I tried to find some incident or time in my life that would help me to understand believers. There were lots of little incidents, such as the time that I decided to apprentice myself to a transactional analyst. This woman had written an excellent, and very popular book on Transactional Analysis. I came to realize that she was as crazy -or crazier- than her clients; but at the time I believed everything that she said. I remember asking her what dreaming in color signified. She gave some ridiculous explanation that I bought completely. It never occurred to me at the time to question it, even though I questioned everything else. -Yes! that's it: that experience is called cathexis; that strange process whereby a person incorporates someone else into themselves totally. It's a phenomenon that makes falling in love with a pig (why can't I remember her name? ,oh yes, Miss Piggy), as Kermit the Frog did, seem logical; or is it the same thing? But giving it a name really doesn't explain it. And, even more important, how did I snap out of it, and why isn't Allen reactivating his reason? I could find no answer. I had a faint hope that, perhaps if he separated from Brother James he would return to normal. Normal? Was rationality normal for him, or just normal for me and a few others. Is it temporary insanity for him or a way of life where he would only find another dogma if he abandoned this one?

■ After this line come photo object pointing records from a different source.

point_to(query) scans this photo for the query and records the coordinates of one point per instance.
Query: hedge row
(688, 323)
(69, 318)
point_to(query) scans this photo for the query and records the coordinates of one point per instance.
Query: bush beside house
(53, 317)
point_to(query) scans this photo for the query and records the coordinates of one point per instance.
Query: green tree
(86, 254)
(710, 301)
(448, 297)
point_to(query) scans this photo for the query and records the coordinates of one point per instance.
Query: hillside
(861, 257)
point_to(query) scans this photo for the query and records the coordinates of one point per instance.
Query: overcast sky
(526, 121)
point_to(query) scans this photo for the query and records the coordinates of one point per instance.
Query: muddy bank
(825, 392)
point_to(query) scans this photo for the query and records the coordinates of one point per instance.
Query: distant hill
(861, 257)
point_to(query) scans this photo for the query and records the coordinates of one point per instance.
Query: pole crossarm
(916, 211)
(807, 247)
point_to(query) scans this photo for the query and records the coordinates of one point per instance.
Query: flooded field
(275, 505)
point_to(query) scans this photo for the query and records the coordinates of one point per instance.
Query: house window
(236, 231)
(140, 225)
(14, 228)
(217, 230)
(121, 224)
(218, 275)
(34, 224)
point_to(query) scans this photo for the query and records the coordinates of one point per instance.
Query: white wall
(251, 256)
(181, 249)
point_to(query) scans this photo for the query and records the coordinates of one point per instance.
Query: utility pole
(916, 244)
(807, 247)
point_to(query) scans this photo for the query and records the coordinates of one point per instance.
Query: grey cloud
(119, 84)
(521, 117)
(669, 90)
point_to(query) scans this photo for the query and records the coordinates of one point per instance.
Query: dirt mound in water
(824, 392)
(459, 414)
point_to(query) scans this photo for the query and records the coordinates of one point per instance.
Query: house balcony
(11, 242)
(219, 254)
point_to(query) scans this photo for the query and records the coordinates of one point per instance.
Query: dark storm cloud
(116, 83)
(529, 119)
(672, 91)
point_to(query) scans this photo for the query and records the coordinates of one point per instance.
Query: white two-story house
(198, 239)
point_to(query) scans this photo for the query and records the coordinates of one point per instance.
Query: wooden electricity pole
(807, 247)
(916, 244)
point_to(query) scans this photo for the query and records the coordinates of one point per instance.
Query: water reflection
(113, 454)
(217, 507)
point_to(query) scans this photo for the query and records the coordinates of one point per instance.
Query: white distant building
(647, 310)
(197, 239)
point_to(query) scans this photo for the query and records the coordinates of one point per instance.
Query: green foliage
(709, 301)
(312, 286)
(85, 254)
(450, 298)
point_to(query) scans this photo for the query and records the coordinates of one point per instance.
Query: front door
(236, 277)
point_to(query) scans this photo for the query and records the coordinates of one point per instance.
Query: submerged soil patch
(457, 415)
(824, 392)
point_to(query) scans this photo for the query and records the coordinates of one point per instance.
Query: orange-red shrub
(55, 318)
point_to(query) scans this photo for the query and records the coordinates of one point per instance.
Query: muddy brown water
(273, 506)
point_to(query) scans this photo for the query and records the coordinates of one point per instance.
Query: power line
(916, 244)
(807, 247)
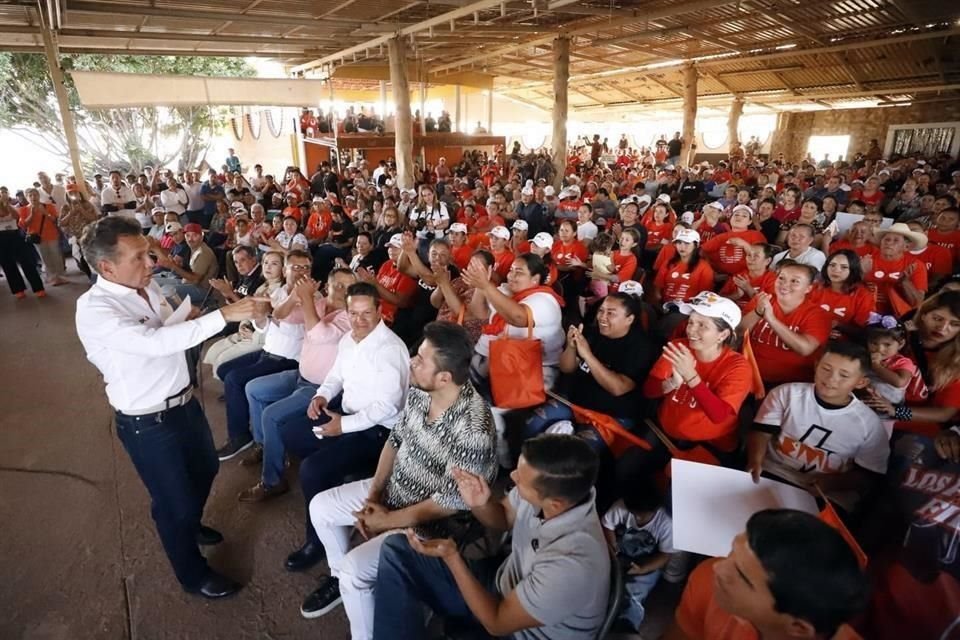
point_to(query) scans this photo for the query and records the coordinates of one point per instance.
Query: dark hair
(813, 572)
(642, 495)
(851, 350)
(100, 238)
(566, 466)
(856, 268)
(453, 348)
(364, 289)
(536, 266)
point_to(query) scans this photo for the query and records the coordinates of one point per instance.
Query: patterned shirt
(463, 436)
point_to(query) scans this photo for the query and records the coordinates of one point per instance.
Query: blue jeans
(174, 456)
(327, 463)
(638, 588)
(407, 580)
(236, 374)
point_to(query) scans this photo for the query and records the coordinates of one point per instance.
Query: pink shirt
(320, 343)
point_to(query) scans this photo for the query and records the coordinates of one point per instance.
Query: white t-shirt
(547, 327)
(586, 231)
(659, 529)
(815, 440)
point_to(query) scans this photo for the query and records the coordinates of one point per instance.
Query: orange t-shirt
(48, 230)
(395, 281)
(764, 282)
(777, 362)
(700, 617)
(730, 379)
(729, 258)
(676, 284)
(846, 308)
(885, 275)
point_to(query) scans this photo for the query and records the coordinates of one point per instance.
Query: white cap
(686, 235)
(499, 231)
(543, 240)
(631, 288)
(712, 305)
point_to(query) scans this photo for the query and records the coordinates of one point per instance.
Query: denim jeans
(174, 456)
(408, 581)
(239, 372)
(328, 462)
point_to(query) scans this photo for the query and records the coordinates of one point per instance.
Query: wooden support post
(733, 122)
(403, 148)
(561, 78)
(66, 116)
(689, 113)
(456, 119)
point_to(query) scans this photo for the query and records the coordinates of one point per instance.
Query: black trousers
(16, 256)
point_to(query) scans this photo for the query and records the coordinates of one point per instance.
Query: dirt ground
(79, 555)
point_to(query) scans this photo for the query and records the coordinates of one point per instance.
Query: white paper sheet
(711, 504)
(180, 314)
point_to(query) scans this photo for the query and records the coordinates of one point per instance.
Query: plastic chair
(617, 592)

I came to psychology from being a biologist. In biology, the key question for everything is: How did it happen? How did it evolve? I walked into a world of psychologists who seemed, mostly, to have come out of churches, where the question of how it evolved was already answered -God made it- and was therefore trivial. People were divided into sick or healthy, which sounded better than good or evil; but that was what it was. The therapist was good or healthy and the patient was sick or evil. How did this come to be? The answer was never given, but it was assumed that God in his mysterious way had made it so. It was God's work to heal the sick or stamp out evil, which is what the priests of psychology did. There were, of course, exceptions: people who had great understanding -the Popes of psychology: Freud, Bern, Lang, Masslow, Erickson, Reich, Jung and so on. One who was not a believer would have great difficulty determining who was the true and who the false prophet. There were prophets like Reich and Jung, who spouted nonsense, and Masslow the empiricist; and the rest who all had a good deal of understanding. An unbeliever like me, who was simply looking for understanding of myself and others, didn't seem to fit. It was back to a school where the teachers were the adults and I the child. But it wasn't that way at all this time round; I was the emerging adult, and they were children in a never never land where no one grows up. They would continue to play their games until they died.

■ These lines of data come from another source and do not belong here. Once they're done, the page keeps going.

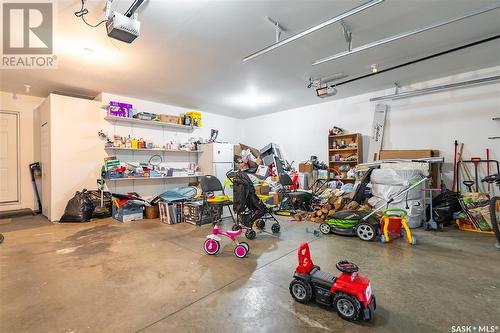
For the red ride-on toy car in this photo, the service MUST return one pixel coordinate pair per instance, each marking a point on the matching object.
(349, 293)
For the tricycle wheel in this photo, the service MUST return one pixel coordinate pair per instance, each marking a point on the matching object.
(347, 306)
(211, 246)
(240, 251)
(325, 228)
(301, 291)
(250, 234)
(366, 232)
(246, 245)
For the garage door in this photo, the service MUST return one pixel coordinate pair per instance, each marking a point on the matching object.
(9, 168)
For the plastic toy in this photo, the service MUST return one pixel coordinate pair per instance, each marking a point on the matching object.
(214, 242)
(359, 223)
(350, 294)
(393, 222)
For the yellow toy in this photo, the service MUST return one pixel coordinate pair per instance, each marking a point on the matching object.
(393, 222)
(219, 198)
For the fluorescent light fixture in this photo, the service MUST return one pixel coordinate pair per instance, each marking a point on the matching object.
(315, 28)
(88, 50)
(326, 91)
(252, 98)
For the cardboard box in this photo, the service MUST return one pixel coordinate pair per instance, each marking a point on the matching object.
(306, 167)
(128, 212)
(409, 154)
(254, 151)
(166, 118)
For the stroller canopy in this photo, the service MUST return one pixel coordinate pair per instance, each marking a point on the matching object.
(244, 194)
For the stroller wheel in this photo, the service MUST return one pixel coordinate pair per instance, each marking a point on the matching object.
(260, 224)
(250, 234)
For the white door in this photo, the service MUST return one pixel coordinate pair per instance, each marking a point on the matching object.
(9, 163)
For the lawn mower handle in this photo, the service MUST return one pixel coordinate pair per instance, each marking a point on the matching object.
(397, 196)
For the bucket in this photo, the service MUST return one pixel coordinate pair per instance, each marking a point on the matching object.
(152, 212)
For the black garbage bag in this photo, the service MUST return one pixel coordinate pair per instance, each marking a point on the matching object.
(79, 208)
(444, 206)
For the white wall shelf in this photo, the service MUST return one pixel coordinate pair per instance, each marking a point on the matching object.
(152, 178)
(155, 150)
(148, 123)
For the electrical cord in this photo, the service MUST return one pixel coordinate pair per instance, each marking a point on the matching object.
(84, 11)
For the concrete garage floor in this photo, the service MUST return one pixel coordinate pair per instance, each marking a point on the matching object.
(148, 277)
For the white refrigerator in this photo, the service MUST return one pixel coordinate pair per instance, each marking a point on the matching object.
(216, 159)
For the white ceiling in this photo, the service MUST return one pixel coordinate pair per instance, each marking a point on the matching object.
(189, 52)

I plunged into the games with the ingenuousness of the true child. Things about myself and others unfolded one by one and my understanding grew. My own evolution began to unfold. I could see through the problems that people had --and suddenly I was alone. I had left my peers. I realized then, that I could become a high priest, a guru. But that wasn't what I wanted. All that I wanted was to understand; not to manipulate people -so I left. I realized later, because the road to understanding never ends, that some people who had the ability to understand had stayed in psychology because they thought that they had nowhere else to go. To me, it was not a pleasant place where I wished to spend the rest of my days. I preferred the pristine world where I had spent the best days of my childhood; among the trees and flowers and birds. The insane din of the city frayed my nerves, so I again decided to seek, this time, not an Emerald City in Oz, but a place with clean air and water where one could see the stars at night.